HÜDA PAR, 14 Mayıs Cumhurbaşkanlığı ve genel seçimleri öncesinde olduğu gibi 31 Mart yerel seçimlerine giderken de dikkatleri üzerine topladı.
Kimi yerlerde takkeli erkek adayları kimi yerlerde çarşaflı kadın adayları medyanın ve sosyal medyanın dikkatini çeken HÜDA PAR’ın 15 yıldır CHP’nin kazandığı Ankara Yenimahalle’deki adayı ise adını Yılmaz Güney’den alan bir Alevi: Yılmaz Akgül.
Yılmaz Akgül ile Manisa Kula’ya bağlı bir Alevi köyü olan Kenger’de sol bir çevrede başlayan hayatının lise yıllarında Muhsin Yazıcıoğlu ve Büyük Birlik Partisi’yle kesişmesi ile devamındaki yıllarda HÜDA PAR’la süren fikri ve siyasi yolculuğu üzerine konuştuk.
“Sosyalist olmam için tüm altyapı hazırdı”
Yılmaz Bey, hikayenin başından başlayalım. Manisa Kula’da bir Alevi köyü olan Kenger’de doğdunuz. Kenger’de, birçok Alevi köyünde olduğu gibi sol eğilim güçlü müydü?
Elbette, genel alevi sosyokültürel yapısını halen de koruyor köyümüz. CHP başta olmak üzere solun birçok rengine müzahir köylülerimiz var. 24. dönem CHP milletvekili Sakine Öz de köylümüz, akrabamız.
Benim adım Yılmaz Güney’den dolayı Yılmaz. 1977’de benim dışında doğan bir diğer erkek çocuk var, onun adı da Deniz Gezmiş’ten dolayı Deniz. Sosyalist olmamız için tüm altyapı hazırdı aslında.
Ama ortaokulu Selendi ilköğretim bölge okulunda, liseyi de Manisa Lisesi’nde yatılı okumam, o yıllarda sol sosyal etkinin dışında kalmama yol açtı. Bugünkü fikri yapıma ulaşmamda özellikle lise yıllarımın etkisi var.
Kenger köyünde her sene yapılan Selvili Dede Alevi Kültür ve Dayanışma Şenliği’nden.
“Muhsin Yazıcıoğlu’nu ilk defa sonradan Manisa Nizamı Alem Ocakları olacak binada gördüm”

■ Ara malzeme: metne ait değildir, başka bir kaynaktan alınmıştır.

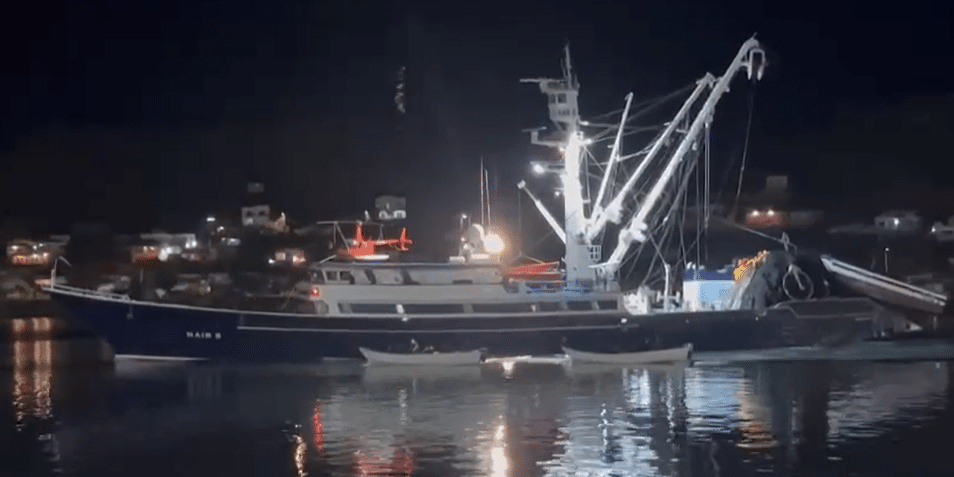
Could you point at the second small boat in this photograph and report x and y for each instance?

Ne oldu lise çağlarınızda?
Manisa’da liseye başladığım 1992-1993 yıllarında yolumuz Muhsin Yazıcıoğlu ile kesişti. Muhsin Yazıcıoğlu o dönem beraber hareket ettiği kadrolarla birlikte MHP’den ayrılmış, Nizamı Alem Ocakları ile Büyük Birlik Partisi’nin kuruluş çalışmalarını sürdürüyordu.
Muhsin Yazıcıoğlu; Ökkeş Şendiller (Kenger), Hasan Çağlayan ve diğer bazı arkadaşları ile 1992’nin ikinci yarısında Anadolu’yu dolaşıyordu. Yaptıkları “Millî Mutabakat Çağrısı”na muhataplar bulmaya çalışarak istişare toplantıları düzenliyorlardı.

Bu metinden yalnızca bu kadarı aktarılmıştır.